Unnamed: 0,channel,x_utm,y_utm,elev,lat,lon,proj_x,proj_y,rel_err_x_%,rel_err_y_%
count,8621.0,8621.0,8621.0,8621.0,8621.0,8621.0,8621.0,8621.0,8621.0,8621.0
mean,4340.0,328542.016867,4408107.0,1246.363322,39.805661,-119.002911,328542.019233,4408107.0,7.201823e-07,3.455919e-07
std,2488.812669,315.289389,387.3409,8.228047,0.003543,0.003594,315.289343,387.3409,7.444794e-07,7.327726e-09
min,30.0,327805.46,4407385.0,1225.596,39.799102,-119.011341,327805.463652,4407385.0,-5.915396e-07,3.308577e-07
25%,2185.0,328319.53,4407777.0,1241.41,39.802657,-119.005445,328319.532566,4407777.0,7.113732e-08,3.394165e-07
50%,4340.0,328572.76,4408095.0,1249.188,39.805553,-119.002565,328572.758285,4408095.0,7.38464e-07,3.456509e-07
75%,6495.0,328804.42,4408429.0,1252.456,39.808617,-118.999964,328804.421477,4408429.0,1.345536e-06,3.517533e-07
max,8650.0,329135.41,4408838.0,1261.511,39.812319,-118.996102,329135.408767,4408838.0,2.021635e-06,3.603764e-07


In [26]:
df.hvplot.scatter(x='x_utm', y='rel_err_x_%', size=2) * hv.HLine(0)

In [27]:
df.hvplot.scatter(x='y_utm', y='rel_err_y_%', size=2)

In [28]:
df.hvplot.hist('rel_err_x_%')

In [29]:
df.hvplot.hist('rel_err_y_%')

Based on the above plots, the spreadsheet geolocation data is verified to be in the UTM 11N zone with the default false easting and northing settings.

## Check Missing Geolocation Values

Missing geolocation in the input spreadsheet is indicated with zero values.
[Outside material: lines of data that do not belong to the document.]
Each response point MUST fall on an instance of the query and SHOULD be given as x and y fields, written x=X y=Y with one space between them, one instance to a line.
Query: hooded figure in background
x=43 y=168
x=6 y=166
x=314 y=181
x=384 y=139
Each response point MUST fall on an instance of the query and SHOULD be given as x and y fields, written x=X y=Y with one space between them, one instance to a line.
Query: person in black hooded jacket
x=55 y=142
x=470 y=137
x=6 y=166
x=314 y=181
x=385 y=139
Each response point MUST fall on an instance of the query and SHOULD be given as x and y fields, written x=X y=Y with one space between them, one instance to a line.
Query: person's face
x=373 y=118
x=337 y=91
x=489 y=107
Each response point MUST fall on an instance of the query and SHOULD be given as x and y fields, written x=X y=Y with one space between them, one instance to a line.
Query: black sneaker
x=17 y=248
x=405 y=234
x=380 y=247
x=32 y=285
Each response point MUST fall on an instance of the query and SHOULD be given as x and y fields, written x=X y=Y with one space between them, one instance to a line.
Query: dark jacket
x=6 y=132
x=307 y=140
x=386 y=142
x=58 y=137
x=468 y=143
Below is what these values means when converted to lat/lon or UTM x/y.

From UTM (x=0, y=0) to lon/lat:

In [30]:
utm(0, 0, inverse=True)

(-121.48874388438719, 0.0)

From (lon=0, lat=0) to UTM x/y:

In [31]:
utm(0, 0)

(9628218.492713422, 19995929.886041995)

What happens if geospatial coordinate values are `NaN`?

In [32]:
utm(np.nan, np.nan)

(1e+30, 1e+30)

In [33]:
utm(np.nan, np.nan, inverse=True)

(1e+30, 1e+30)

The above does not look very helpful... Operations with `NaN`s should yield `NaN`s.